At the end of the PLAY & CARE phases, each student received a small self−evaluation slip. Students circled the appropriate icon of hands, mind, heart; older students were asked to add written comments. After students filled the evaluations out, they met with Crowe individually to review their PLAY & CARE portfolios. This could take place during class time because the class expectation was clear: to be engaged artists. As Crowe describes the process, “Students were working in the centers, obtaining the materials they needed, and pursuing their own objectives, while I was free to sit and have a private discussion with each and every student for at least a few minutes over two or three sessions. This was truly gratifying and fun!”

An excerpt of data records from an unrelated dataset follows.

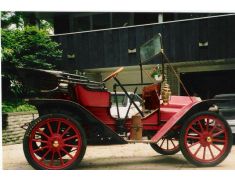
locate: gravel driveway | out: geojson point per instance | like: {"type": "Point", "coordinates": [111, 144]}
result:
{"type": "Point", "coordinates": [131, 156]}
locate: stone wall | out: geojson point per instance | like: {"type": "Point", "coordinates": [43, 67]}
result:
{"type": "Point", "coordinates": [12, 133]}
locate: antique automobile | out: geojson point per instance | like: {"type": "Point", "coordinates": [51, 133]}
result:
{"type": "Point", "coordinates": [75, 112]}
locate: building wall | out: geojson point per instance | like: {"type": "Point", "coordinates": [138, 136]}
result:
{"type": "Point", "coordinates": [192, 40]}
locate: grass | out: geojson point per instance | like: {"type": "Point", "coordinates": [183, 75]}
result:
{"type": "Point", "coordinates": [16, 105]}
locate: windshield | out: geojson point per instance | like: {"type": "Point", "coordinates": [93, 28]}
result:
{"type": "Point", "coordinates": [121, 98]}
{"type": "Point", "coordinates": [151, 48]}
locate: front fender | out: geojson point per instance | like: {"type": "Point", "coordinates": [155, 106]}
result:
{"type": "Point", "coordinates": [185, 113]}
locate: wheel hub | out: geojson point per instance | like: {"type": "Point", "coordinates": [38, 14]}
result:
{"type": "Point", "coordinates": [55, 144]}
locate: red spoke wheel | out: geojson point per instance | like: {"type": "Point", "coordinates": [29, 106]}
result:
{"type": "Point", "coordinates": [166, 146]}
{"type": "Point", "coordinates": [54, 141]}
{"type": "Point", "coordinates": [205, 139]}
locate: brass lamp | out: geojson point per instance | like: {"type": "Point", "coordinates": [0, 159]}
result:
{"type": "Point", "coordinates": [166, 94]}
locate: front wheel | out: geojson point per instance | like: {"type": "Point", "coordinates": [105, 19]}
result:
{"type": "Point", "coordinates": [205, 139]}
{"type": "Point", "coordinates": [166, 146]}
{"type": "Point", "coordinates": [54, 141]}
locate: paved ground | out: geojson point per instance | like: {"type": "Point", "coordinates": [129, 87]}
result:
{"type": "Point", "coordinates": [131, 156]}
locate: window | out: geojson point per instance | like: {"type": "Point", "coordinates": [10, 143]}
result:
{"type": "Point", "coordinates": [101, 21]}
{"type": "Point", "coordinates": [120, 19]}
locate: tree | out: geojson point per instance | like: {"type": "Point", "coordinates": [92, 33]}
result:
{"type": "Point", "coordinates": [29, 47]}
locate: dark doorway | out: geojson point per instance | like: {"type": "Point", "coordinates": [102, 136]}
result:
{"type": "Point", "coordinates": [207, 84]}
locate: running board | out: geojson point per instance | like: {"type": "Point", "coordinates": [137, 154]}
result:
{"type": "Point", "coordinates": [140, 141]}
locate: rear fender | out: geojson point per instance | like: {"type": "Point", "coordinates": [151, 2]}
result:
{"type": "Point", "coordinates": [187, 112]}
{"type": "Point", "coordinates": [82, 114]}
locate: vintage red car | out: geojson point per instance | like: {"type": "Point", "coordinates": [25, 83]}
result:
{"type": "Point", "coordinates": [75, 112]}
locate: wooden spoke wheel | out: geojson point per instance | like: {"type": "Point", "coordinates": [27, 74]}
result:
{"type": "Point", "coordinates": [166, 146]}
{"type": "Point", "coordinates": [54, 141]}
{"type": "Point", "coordinates": [205, 139]}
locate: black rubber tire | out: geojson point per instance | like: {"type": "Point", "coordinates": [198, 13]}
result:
{"type": "Point", "coordinates": [186, 153]}
{"type": "Point", "coordinates": [163, 151]}
{"type": "Point", "coordinates": [40, 119]}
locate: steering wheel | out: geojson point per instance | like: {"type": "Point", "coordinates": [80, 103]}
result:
{"type": "Point", "coordinates": [114, 74]}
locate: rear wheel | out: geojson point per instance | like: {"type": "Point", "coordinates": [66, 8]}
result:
{"type": "Point", "coordinates": [166, 146]}
{"type": "Point", "coordinates": [205, 139]}
{"type": "Point", "coordinates": [54, 141]}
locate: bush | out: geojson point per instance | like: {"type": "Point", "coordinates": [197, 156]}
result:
{"type": "Point", "coordinates": [16, 106]}
{"type": "Point", "coordinates": [30, 47]}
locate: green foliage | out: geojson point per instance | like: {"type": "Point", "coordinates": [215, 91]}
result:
{"type": "Point", "coordinates": [16, 106]}
{"type": "Point", "coordinates": [9, 18]}
{"type": "Point", "coordinates": [30, 47]}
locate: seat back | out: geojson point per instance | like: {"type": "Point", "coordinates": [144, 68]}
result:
{"type": "Point", "coordinates": [92, 98]}
{"type": "Point", "coordinates": [151, 94]}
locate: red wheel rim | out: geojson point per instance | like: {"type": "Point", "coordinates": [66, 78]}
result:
{"type": "Point", "coordinates": [206, 138]}
{"type": "Point", "coordinates": [168, 144]}
{"type": "Point", "coordinates": [55, 143]}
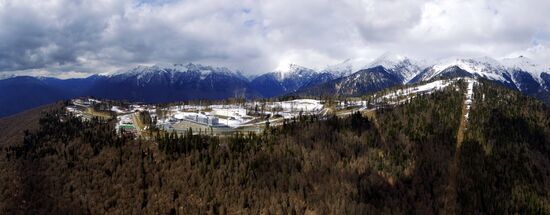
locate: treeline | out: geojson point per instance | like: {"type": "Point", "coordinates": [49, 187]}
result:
{"type": "Point", "coordinates": [506, 154]}
{"type": "Point", "coordinates": [388, 161]}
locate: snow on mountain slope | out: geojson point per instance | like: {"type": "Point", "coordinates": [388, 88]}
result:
{"type": "Point", "coordinates": [424, 88]}
{"type": "Point", "coordinates": [146, 73]}
{"type": "Point", "coordinates": [525, 64]}
{"type": "Point", "coordinates": [481, 67]}
{"type": "Point", "coordinates": [342, 69]}
{"type": "Point", "coordinates": [398, 65]}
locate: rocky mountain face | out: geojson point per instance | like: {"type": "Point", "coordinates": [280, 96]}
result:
{"type": "Point", "coordinates": [179, 82]}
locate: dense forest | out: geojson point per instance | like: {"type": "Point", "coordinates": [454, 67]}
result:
{"type": "Point", "coordinates": [392, 160]}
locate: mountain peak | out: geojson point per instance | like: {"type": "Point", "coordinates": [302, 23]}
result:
{"type": "Point", "coordinates": [388, 60]}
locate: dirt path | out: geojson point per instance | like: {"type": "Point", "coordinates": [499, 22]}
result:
{"type": "Point", "coordinates": [451, 193]}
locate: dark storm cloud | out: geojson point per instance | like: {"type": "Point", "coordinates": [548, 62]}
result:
{"type": "Point", "coordinates": [72, 37]}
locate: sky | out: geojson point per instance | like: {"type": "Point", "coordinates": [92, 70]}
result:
{"type": "Point", "coordinates": [76, 38]}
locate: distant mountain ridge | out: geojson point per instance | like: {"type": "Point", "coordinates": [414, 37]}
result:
{"type": "Point", "coordinates": [179, 82]}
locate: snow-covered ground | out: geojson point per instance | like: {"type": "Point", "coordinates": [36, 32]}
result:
{"type": "Point", "coordinates": [426, 88]}
{"type": "Point", "coordinates": [469, 96]}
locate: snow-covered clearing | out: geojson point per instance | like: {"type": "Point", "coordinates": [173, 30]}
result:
{"type": "Point", "coordinates": [426, 88]}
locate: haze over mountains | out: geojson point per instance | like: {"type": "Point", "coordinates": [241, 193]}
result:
{"type": "Point", "coordinates": [180, 82]}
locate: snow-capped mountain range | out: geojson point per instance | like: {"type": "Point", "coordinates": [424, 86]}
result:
{"type": "Point", "coordinates": [179, 82]}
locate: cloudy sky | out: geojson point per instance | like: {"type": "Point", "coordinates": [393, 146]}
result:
{"type": "Point", "coordinates": [71, 38]}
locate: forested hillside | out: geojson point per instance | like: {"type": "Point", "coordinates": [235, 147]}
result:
{"type": "Point", "coordinates": [393, 160]}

Crowe adds, “Another benefit of this transparent grading system was the clarification of the art grading process for parents. My initial presentation of the system to the Parents’ Council was met with enthusiastic support because it helped to demystify grading art. Many parents told me that they had interesting discussions with their children about what the icons of hands, mind, and heart meant. The principal agreed to print the icons on the actual report card −− they were quite a sight in the context of all the other words and codes.”
From developing engaging assessment methods to choice−based centers to flexible curricular frameworks, Crowe has developed art education practices that enable him to interact with students as artists and to communicate to parents and administrators about the richness and value of students’ authentic artistic behavior.